The Root Cause was determined to be failure of Operations and Station Management to effectively oversee implementation of the outage isolation process.

The contributing causes identified several weaknesses in the preparation, review and approval of outage isolations. These weaknesses included failure to require impact statements (e.g.; the effect on safety systems) in outage work packages and isolations, deficiencies in isolation preparations, and inadequate verification of isolations.

Corrective Action Immediate Actions Taken:

1. The SDC system was restored to service.

2. All outage isolations were placed on hold. Each of the outage isolations received an additional review to determine if the isolation had the potential to affect safety related components. If the potential existed, then the work package documentation was reviewed and an impact statement was developed and noted in the isolation placement instructions. The impact statement identified the affected safety related systems or components, and the potential impact on the plant.

3. A stand down was performed with the operations staff to review the event and actions taken.

4. Plant management increased observations during the outage to monitor equipment isolation performance.
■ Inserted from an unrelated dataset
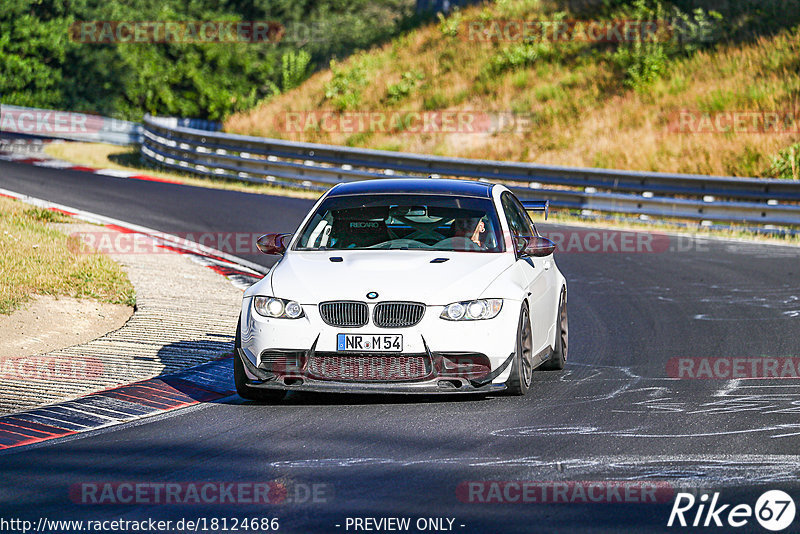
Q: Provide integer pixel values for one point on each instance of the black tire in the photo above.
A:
(522, 367)
(240, 378)
(558, 358)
Additional Corrective Actions to be taken:

A root cause investigation was completed and corrective actions were identified to revise the work control and outage processes. These actions are being tracked through the corrective action program process.

Failed Component Identification N/A

Previous Similar Events

A review of the station corrective action program database found the following similar event:

November 26, 2001: During Refuel Outage 20, SDC was lost due to an error in a modification installation procedure. The wrong studs for installing a jumper were listed in the procedure causing the "A" LPCI injection valve to close interrupting SDC. The cause was inadequate review of modification installation procedures. Corrective actions were appropriate but limited to the Design Engineering Department's reviews of modification documents.